Just because Oprah doesn't drive a truck is not a good excuse for YOU not to drive a truck. If Oprah jumped off a cliff would you jump after her?
On second thought, don't answer that.
I'm just guessing here, but I'm pert-near positive that not only does Oprah not own a truck, but that she's never devoted a single episode to the one and only truly-American vehicle designed to do more than just get you from your penthouse apartment to Bloomingdale's.
It's a tragedy I say -- an unbelievable, un-American tragedy!
But, we can't all be perfect!
If I had my own show, I'd devote an entire week to Living With an American Truck. Monday's episode would be called "How to Show Your Truck That You Care." Tuesday would be "237 Reasons for Washing Your Dodge Ram." Wednesday would showcase celebrities who drive Ford F-150s. Thursday would be dedicated to "Hauling: It's In Our Blood." And Friday would be "Do It In A Truck."

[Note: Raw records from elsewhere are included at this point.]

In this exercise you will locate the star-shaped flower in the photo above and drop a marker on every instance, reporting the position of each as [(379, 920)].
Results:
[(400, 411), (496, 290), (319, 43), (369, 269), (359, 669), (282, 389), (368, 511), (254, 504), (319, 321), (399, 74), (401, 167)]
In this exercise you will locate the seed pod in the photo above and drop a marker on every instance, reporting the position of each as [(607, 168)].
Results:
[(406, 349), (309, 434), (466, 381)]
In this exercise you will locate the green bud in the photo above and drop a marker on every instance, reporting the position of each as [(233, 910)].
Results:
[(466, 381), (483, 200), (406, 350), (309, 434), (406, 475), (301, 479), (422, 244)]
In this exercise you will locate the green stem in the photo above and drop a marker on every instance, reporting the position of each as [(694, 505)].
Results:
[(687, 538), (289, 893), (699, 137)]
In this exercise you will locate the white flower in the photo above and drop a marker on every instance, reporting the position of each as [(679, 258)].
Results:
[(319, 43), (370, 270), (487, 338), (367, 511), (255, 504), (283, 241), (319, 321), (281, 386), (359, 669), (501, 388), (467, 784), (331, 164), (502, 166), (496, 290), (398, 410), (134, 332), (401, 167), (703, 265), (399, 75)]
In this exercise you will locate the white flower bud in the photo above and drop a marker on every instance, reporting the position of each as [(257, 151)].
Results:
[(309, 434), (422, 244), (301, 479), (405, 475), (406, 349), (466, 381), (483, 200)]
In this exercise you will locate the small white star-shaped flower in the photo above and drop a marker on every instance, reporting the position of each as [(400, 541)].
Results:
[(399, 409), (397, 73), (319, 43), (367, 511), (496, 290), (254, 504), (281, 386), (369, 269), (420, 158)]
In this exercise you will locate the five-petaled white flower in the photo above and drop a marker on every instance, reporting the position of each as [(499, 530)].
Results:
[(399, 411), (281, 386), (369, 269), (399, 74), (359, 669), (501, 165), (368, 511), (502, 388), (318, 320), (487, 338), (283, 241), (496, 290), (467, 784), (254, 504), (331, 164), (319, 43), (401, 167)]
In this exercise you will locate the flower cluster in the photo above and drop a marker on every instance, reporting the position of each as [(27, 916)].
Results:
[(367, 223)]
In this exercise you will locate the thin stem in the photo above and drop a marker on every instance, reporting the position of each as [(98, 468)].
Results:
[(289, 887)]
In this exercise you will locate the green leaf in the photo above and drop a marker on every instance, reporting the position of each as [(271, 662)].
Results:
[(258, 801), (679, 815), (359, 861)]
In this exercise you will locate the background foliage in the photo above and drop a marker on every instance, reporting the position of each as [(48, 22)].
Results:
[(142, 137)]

Without a pickup truck, America wouldn't be the America we all know and love. How would we haul hay to our goats? With what would we pull our fishing boats? How would we go muddin'?
Trucks are useful; trucks are sturdy; trucks make you feel independent and able to do the things that need to get done.
Viagra can't hold a stick to The Power of the Truck!
I have no idea why Oprah never had an episode on such an all-American vehicle, but she must have had her reasons. Oh well, c'est la vie!
Are you ready to Live Without Oprah?